Minneapolis recently amended a city ordinance in order to allow food trucks (mobile kitchens, not unlike those found at your local county fair, but with higher quality offerings) to operate in Minneapolis. St. Paul already allows this, but Minneapolis worries that if it doesn't control everything, then everyone will automatically die.

The amendment isn't perfect, nor is it particularly good. Only 25 street food licenses will be allowed, and businesses will have submit proposals for licensure. This means that the vendors will be selected in accordance with the council's own parochial interests.

Chef Shack
is a shoo-in, and you can pencil Parasole Holdings and at least a couple Midtown Global Market players. All good. But you can expect a lot more Green Mill, Smashburger and Jimmy Johns types, bigger companies that are well connected and know this process. Regulation is the enemy of innovation, and there is a lot of regulation here.

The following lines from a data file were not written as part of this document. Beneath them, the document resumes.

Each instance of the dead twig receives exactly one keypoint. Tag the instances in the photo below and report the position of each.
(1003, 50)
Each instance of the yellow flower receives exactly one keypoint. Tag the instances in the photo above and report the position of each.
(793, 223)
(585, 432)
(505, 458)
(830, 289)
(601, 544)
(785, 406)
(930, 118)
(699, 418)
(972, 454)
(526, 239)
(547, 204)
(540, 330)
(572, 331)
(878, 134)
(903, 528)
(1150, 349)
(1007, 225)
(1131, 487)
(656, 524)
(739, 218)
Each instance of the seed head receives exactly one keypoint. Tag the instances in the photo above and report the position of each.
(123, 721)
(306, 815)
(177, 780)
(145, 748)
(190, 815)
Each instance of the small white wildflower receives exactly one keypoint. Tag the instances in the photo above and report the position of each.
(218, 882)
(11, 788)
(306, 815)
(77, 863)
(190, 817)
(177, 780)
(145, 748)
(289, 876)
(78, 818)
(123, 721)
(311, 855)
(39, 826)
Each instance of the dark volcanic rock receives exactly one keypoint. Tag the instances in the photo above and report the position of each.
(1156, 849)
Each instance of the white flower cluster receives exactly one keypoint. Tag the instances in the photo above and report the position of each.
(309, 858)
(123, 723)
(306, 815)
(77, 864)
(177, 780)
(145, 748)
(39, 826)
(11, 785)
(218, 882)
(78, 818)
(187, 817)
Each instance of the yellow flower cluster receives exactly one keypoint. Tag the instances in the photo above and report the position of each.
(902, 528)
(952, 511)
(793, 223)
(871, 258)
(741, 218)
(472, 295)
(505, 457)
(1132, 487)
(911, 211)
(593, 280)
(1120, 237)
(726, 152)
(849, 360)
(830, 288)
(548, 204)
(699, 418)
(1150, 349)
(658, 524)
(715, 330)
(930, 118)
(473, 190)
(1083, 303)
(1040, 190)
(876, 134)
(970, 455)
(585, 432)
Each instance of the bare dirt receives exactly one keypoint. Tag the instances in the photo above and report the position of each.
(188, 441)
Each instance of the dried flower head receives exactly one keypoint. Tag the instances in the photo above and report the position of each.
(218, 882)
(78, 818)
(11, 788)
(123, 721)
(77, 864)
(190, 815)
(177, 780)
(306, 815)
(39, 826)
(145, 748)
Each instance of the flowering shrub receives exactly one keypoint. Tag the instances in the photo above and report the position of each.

A half-assed (or, tight-assed, as the case may be) street vendor solution is no solution at all. So color me hopeful, but not optimistic.


I've wasted too much of my time on Frank Rich, and I'll not waste more of yours. Okay, maybe a bit. His article this week compares Obama to Superman. Literally.

Conservatives are often chided for embracing allegedly mythical personae. What, then, to make of an ideology that regards it's own human leaders as mythical? How do you respond to ideologues who accuse innocent citizens of engaging in behavior akin to that of the Nazis, based upon the fabrications of a party they believe to be led by superheroes?


In the world of brick and mortar restaurants...

We had a stellar meal on our return visit to Evergreen Chinese. The restaurant resides in the basement of one of those ubiquitous Eat Street mini-malls. Every time we go, I feel like I'm being let in on a secret. If you are fan of "mock" anything (I had the lemongrass mock beef) this is your place, but don't miss the dumplings or the boiled peanuts. Four courses will run you about $15 per person, which makes it among the best values in the cities.


Had a so-so lunch at Caspian Bistro. The ambiance is a cut above what you'll usually find near the 'U', but I like their approach to the gyros sandwich, with lavash style bread rather than the typical pita. The falafel was cold and mushy, and the dolma didn't have any punch to it (for an outstanding take on the latter, visit Emily's Lebanese deli in NE).

Some of the larger entrees coming out of the kitchen looked gorgeous, so a return dinner visit might be in order.


If you enjoy cocktails, you must get to Bradstreet Crafthouse @ the Graves Hotel, and if you like whiskey, you must try their take on the sazerac. To give you an idea of how seriously they take the art, the waitress presented us with a cocktail amuse, served in a port glass. They also make their own bitters and even their own ice. The small plates were well above average as well. This is one of the great Minneapolis experiences. Go.